Chairman of the Curaçao Parliament Mike Franco and Member Zita Jesus-Leito pointed out that the Parliament had asked for an investigation by the General Audit Chamber of the local telecommunications provider UTS which Van Raak says facilitates the online gambling sector.
“We were not allowed to have the Audit Chamber carry out that assessment because it concerns a company. We also have our limitations as a Parliament,” said Franco. Jesus-Leito added that an investigation of the online gambling industry would be a “good thing, good for the entire Kingdom.”
Jesus-Leito did object to what she called “finger-pointing” by Van Raak. Instead, she said, “We should remain calm and analyse things carefully. We will surely investigate if something is wrong.” André Bosman warned that strict supervision, and accompanying control by the Parliament was essential. “Otherwise you become very vulnerable as a country.”
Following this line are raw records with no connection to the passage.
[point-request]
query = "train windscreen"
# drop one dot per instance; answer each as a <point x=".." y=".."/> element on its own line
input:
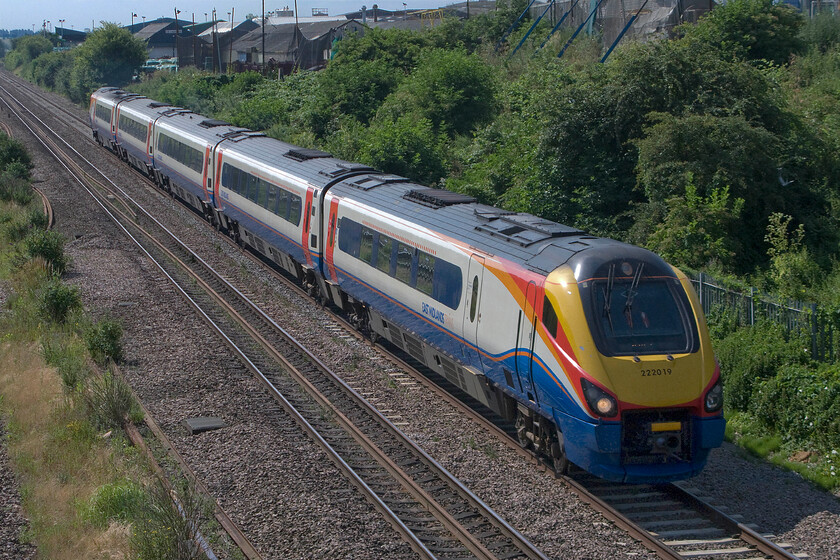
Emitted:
<point x="631" y="312"/>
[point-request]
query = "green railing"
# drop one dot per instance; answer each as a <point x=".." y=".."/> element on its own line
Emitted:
<point x="750" y="306"/>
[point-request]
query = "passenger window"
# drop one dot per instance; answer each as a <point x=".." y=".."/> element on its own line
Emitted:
<point x="283" y="204"/>
<point x="549" y="317"/>
<point x="405" y="255"/>
<point x="383" y="253"/>
<point x="474" y="300"/>
<point x="366" y="248"/>
<point x="425" y="272"/>
<point x="349" y="236"/>
<point x="272" y="198"/>
<point x="447" y="283"/>
<point x="261" y="197"/>
<point x="294" y="211"/>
Member of the Curaçao Parliament Elmer “Kadè” Wilsoe offered a hand to make peace. “We should solve this together. Things don’t get solved with accusations, because that never results in a solution. Cooperation does.”
In the end the Parliaments agreed to exchange information on matters relating to integrity. Wescot-Williams and De Weever remarked that St. Maarten had already taken various steps to regulate party financing and to improve integrity in Government in general.
Wescot-Williams said that in St. Maarten a lot of investigations had taken place in this area and that the recommendations of these reports were being carried out. “There is still a lot to do, but a lot has happened already,” she said.